Khayali, el joven poeta, había estudiado arquitectura y métrica en las escuelas de Tombuctú. Vivía en casa de Manimenesh como su poeta y cantor de loas, y sus sonetos, cuartetas y odas eran recitados por toda la ciudad. Apoyaba un codo sobre el redondeado fondo de su guitarra guimbri de dos cuerdas, de ébano taraceado con cuerdas de tripa de leopardo.
Ibn Watunan poseía una sombría mirada de águila y las manos encallecidas por las riendas de los camellos. Llevaba un turbante índigo y una larga chilaba a rayas. En treinta años de marino y caravanero, había comprado y vendido marfil de Zanzíbar, pimienta de Sumatra, seda de Ferghana y cuero cordobés. Ahora, su afición al oro lo había traído hasta Audoghast, porque los lingotes africanos de Audoghast eran conocidos en todo el Islam por su estándar de calidad.
La piel de ébano del doctor Bagayoko estaba cruzada por las cicatrices de la iniciación, y su largo pelo teñido con cal festoneado con adornos de hueso biselado. Llevaba una túnica de algodón egipcio blanco, sobre la que colgaban collares de amuletos, y sus amplias mangas abultaban con hierbas y encantamientos. Era un nativo de Audoghast de creencias animistas, el médico personal del príncipe de la ciudad.

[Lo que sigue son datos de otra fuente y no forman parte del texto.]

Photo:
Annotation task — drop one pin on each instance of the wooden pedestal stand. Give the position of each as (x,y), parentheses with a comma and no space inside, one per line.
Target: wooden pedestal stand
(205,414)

La habilidad de Bagayoko con polvos, pociones y ungüentos lo convertían en un amigo íntimo de la Muerte. A menudo emprendía misiones diplomáticas al imperio vecino de Ghana. Durante su última visita allí, la facción anti—Audoghast sufrió una letal y oportuna epidemia de sífilis.
Entre los cuatro hombres reinaba el aire de camaradería común a los caballeros y eruditos.
Terminaron el café y un esclavo retiró la vacía jarra. Una segunda esclava, una muchacha del personal de cocina, llegó con una bandeja de mimbre llena de olivas, queso de cabra y huevos duros espolvoreados con bermellón. En aquel momento, un almuecín entonó la llamada vespertina para la plegaria.
—Ah —dijo Ibn Watunan, dudando—. Justo cuando íbamos a empezar.
—No importa—dijo Manimenesh, tomando un puñado de olivas—. Rezaremos el doble la próxima vez.
— ¿Por qué no ha habido hoy la plegaria del mediodía? —preguntó Watunan.
—Nuestro almuecín la olvidó —dijo el poeta.
Watunan alzó sus colgantes cejas.
—Eso parece un descuido imperdonable.
—Se trata de un almuecín nuevo —dijo el doctor Bagayoko—. El anterior era más puntual, pero, bueno, se puso enfermo. —Bagayoko sonrió educadamente y dio un mordisco a su queso.
—A nosotros, los audoghastianos, nos gusta más nuestro nuevo almuecín —dijo el poeta, Khayali—. Es uno de los nuestros, no como el otro tipo, que era de Fez. Nuestro almuecín duerme con una esposa cristiana. Es muy divertido.
— ¿Tenéis cristianos aquí? —preguntó Watunan.
—Un clan de coptos etíopes —dijo Manimenesh—. Y una pareja de nestorianos.
—Oh —dijo Watunan, y se relajó—. Por un momento pensé que te referías a auténticos cristianos feringhee, de Europa.
— ¿De dónde? —Manimenesh se mostró sorprendido.
—De muy lejos —dijo Ibn Watunan, sonriendo—. Pequeños y feos países, sin el menor provecho.
—Hubo un tiempo en el que había imperios en Europa —dijo Khayali, exhibiendo su erudición—. El imperio de Roma era casi tan grande como el mundo civilizado moderno.
Watunan asintió.
—He visto la Nueva Roma, llamada Bizancio. Poseen jinetes con armaduras, como vuestros vecinos en Ghana. Unos guerreros salvajes.
Bagayoko asintió y saló un huevo.
—Los cristianos se comen a los niños.
Watunan sonrió.
—Puedo aseguraros que los bizantinos no hacen tal cosa.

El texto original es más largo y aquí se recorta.